Video footage showed the single-stage rocket, propelled by a liquid fuel engine, lift off from the Naro Space Centre on the southern coast and surge into the sky, trailing yellow and blue flames.
“The test vehicle was successfully launched,” Vice Science Minister Lee Jin-gyu told journalists, adding collected flight data showed the engine was functioning normally.
The rocket, weighing 52 tonnes and measuring 25.8m long, was fitted with a single engine with 75-tonne thrust, the Korea Aerospace Research Institute (Kari) said.
The engine, designed and developed by the Korea Aerospace Research Institute (Kari) as part of a US$1.8 billion (S$2.5 billion) project, will be used to propel the country's first indigenous three-stage launch vehicle - the Korea Space Launch Vehicle-2 (KSLV-2).
Engine combustion lasted for 151 seconds, surpassing an initial goal of 140 seconds, bringing the vehicle to an altitude of 75km before the engine stopped.
But it continued flying due to inertia, reaching a suborbital altitude of 209km, 319 seconds after lift-off.
It then splashed down into the ocean 429 kilometres southeast of the southern resort island of Jeju.
"This is a significant step forward in developing a launch vehicle with our own technology," a Kari spokesman said.

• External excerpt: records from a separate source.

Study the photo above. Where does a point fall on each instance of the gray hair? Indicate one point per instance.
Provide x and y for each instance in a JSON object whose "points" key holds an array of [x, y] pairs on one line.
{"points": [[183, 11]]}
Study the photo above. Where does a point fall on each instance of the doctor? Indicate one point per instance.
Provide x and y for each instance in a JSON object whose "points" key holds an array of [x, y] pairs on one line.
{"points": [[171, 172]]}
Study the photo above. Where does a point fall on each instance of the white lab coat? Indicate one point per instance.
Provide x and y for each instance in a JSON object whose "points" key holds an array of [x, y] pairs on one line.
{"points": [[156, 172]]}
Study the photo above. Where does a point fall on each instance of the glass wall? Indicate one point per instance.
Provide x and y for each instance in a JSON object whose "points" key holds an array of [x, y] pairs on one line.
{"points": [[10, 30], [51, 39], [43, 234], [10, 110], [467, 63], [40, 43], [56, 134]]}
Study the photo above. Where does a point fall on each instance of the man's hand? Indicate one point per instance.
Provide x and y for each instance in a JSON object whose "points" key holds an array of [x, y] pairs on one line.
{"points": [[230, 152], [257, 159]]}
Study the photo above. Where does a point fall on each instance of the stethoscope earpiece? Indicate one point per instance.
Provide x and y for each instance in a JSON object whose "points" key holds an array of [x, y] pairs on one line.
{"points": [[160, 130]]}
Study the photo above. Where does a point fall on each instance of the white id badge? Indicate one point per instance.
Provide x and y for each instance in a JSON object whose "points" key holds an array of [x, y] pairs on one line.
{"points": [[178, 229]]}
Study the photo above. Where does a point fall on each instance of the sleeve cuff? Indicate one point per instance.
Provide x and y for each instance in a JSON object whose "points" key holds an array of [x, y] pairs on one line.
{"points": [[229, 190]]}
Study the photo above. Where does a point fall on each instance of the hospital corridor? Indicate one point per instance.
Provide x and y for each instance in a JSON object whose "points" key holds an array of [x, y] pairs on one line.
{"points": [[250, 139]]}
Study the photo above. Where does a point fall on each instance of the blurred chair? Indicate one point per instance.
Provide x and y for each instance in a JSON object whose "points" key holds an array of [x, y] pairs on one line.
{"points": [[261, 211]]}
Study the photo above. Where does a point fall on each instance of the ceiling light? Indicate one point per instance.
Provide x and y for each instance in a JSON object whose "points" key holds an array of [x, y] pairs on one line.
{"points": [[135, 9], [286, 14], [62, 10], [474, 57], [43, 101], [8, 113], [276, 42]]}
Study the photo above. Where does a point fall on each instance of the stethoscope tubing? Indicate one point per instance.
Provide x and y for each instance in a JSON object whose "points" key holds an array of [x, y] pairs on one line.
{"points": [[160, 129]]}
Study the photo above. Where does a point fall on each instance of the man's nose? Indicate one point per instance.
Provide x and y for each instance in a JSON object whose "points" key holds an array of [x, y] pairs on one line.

It is the first such launch in South Korea since 2013 when the country successfully put a small satellite into orbit following failures in 2009 and in 2010.
But the significance of the 2013 launch was widely discounted, as the launch vehicle had to rely on a Russia-developed engine for its first stage.
On its launch - scheduled for 2021 - KSLV-2 will use five of the newly developed engines, a bundle of four for the first stage and another one for the second stage.
Wednesday's test was deemed successful, as the engine combustion was maintained for over 140 seconds during the test launch, Yonhap said.
The KSLV-2 rocket, which will be South Korea's first space vehicle wholly designed and built by itself, will be used to place satellites into the Earth's orbit and for other commercial applications.